Consensus was reached on the budget revision, which will certainly remain an issue to be tackled by the new government. This includes the selection of measures to strengthen fiscal policy and ensure that Serbia maintains the planned budget deficit up to 4.5% of the GDP, with the public debt up to 45% of the GDP, Radosavljevic said. As the Serbian delegation in Washington has been informed, the World Bank will provide the assistance to reforms in the amount of 300 million dollars. The first tranche of 100 million dollars should be received during the summer, with another 200 million dollars to follow in November for the reform of the sector of public enterprises.

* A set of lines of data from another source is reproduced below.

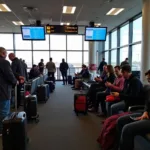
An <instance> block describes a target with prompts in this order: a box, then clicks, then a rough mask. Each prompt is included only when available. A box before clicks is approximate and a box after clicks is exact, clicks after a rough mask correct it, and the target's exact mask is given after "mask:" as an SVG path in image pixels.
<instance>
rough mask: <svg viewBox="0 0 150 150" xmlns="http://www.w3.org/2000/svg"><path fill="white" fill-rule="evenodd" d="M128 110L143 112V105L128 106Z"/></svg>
mask: <svg viewBox="0 0 150 150" xmlns="http://www.w3.org/2000/svg"><path fill="white" fill-rule="evenodd" d="M128 111H129V112H144V105H136V106H129V108H128Z"/></svg>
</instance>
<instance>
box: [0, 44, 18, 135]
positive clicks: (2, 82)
mask: <svg viewBox="0 0 150 150" xmlns="http://www.w3.org/2000/svg"><path fill="white" fill-rule="evenodd" d="M6 56H7V51H6V50H5V48H3V47H0V136H1V135H2V121H3V119H4V118H5V117H6V116H7V115H8V114H9V112H10V99H11V90H12V87H13V86H15V85H16V84H17V79H16V78H15V76H14V74H13V72H12V69H11V66H10V63H9V62H8V61H7V60H5V59H6Z"/></svg>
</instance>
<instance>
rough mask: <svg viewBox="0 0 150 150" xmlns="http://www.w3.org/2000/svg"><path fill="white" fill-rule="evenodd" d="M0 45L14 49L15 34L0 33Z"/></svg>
mask: <svg viewBox="0 0 150 150" xmlns="http://www.w3.org/2000/svg"><path fill="white" fill-rule="evenodd" d="M0 46H1V47H4V48H5V49H14V48H13V34H0Z"/></svg>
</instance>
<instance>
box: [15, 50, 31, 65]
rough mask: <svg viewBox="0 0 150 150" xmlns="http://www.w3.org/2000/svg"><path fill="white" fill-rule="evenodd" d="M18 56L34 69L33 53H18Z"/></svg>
mask: <svg viewBox="0 0 150 150" xmlns="http://www.w3.org/2000/svg"><path fill="white" fill-rule="evenodd" d="M16 56H17V57H18V58H19V59H20V58H22V59H23V60H25V62H26V64H27V66H28V67H32V52H31V51H16Z"/></svg>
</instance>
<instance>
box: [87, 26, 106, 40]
mask: <svg viewBox="0 0 150 150" xmlns="http://www.w3.org/2000/svg"><path fill="white" fill-rule="evenodd" d="M106 35H107V27H86V28H85V41H106Z"/></svg>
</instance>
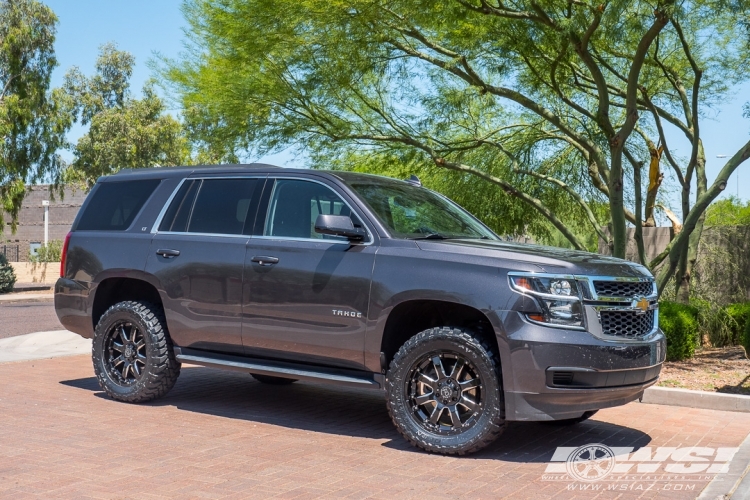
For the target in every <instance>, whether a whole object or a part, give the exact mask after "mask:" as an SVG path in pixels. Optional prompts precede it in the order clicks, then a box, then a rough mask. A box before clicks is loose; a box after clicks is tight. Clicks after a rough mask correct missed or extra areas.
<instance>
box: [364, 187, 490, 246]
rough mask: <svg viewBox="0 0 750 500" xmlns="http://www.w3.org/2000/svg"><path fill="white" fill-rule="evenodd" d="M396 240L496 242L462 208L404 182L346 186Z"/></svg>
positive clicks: (477, 223)
mask: <svg viewBox="0 0 750 500" xmlns="http://www.w3.org/2000/svg"><path fill="white" fill-rule="evenodd" d="M349 185H350V186H351V187H352V188H353V189H354V190H355V191H356V192H357V193H358V194H359V195H360V196H361V197H362V198H363V199H364V200H365V201H366V202H367V204H368V205H370V207H371V208H372V209H373V211H374V212H375V213H376V214H377V215H378V217H379V218H380V220H381V221H383V223H384V224H385V225H386V226H388V228H389V229H390V231H391V234H392V235H393V236H394V237H396V238H424V237H427V236H430V235H432V236H434V237H444V238H469V239H480V238H486V239H492V240H495V239H497V236H495V235H494V233H492V232H491V231H490V230H488V229H487V228H485V227H484V226H482V225H481V224H480V223H479V222H477V220H476V219H474V217H472V216H471V215H470V214H469V213H468V212H466V211H465V210H464V209H462V208H461V207H459V206H458V205H456V204H455V203H453V202H451V201H450V200H448V199H447V198H444V197H443V196H440V195H438V194H437V193H434V192H432V191H430V190H429V189H425V188H422V187H417V186H412V185H409V184H407V183H405V182H387V183H386V182H373V183H364V182H352V183H350V184H349Z"/></svg>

In addition to meetings with the IMF and the World Bank, the Serbian delegation in Washington had talks with numerous investors in the United States. The lack of the arrangement with this financial institution would be a deterioration of the image of Serbia as a country that manages to maintain revenues and expenditures under control, and it would certainly affect the price growth, which finances the debt and interests, said Governor Dejan Soskic. It is therefore necessary for Serbia to have a new government and parliament as soon as possible, as it is important to change certain regulations in order to intensify the reform process.
Serbian experts also support the continuation of negotiations with the IMF, as part of the budget revision. Professor at the Belgrade School of Economics Jurij Bajec assessed as encouraging that 0.5% increase has been projected for Serbia’s GDP this year. In 2013 already, the increase should be 3%, inflation should grow by 4.5%, with a declining inflationary trend. The evaluation of the most important international lender on the 3% growth of the Serbian economy in 2013, he said, opens a perspective, which means that during its first year in office, the new government will have to make bold moves and get the local economy in order.
The last arrangement with the IMF, worth around 1.1 billion euros, was "frozen" in mid-February 2012, because the Serbian Government’s budget for 2012 envisaged fiscal deficit by at least 1% of the GDP higher than it was agreed during the arrangement audit in late 2011. The IMF then announced that they expected this year’s fiscal deficit to reach at least 5.25% instead of 4.25% of the GDP as envisaged by the fiscal program of November last year.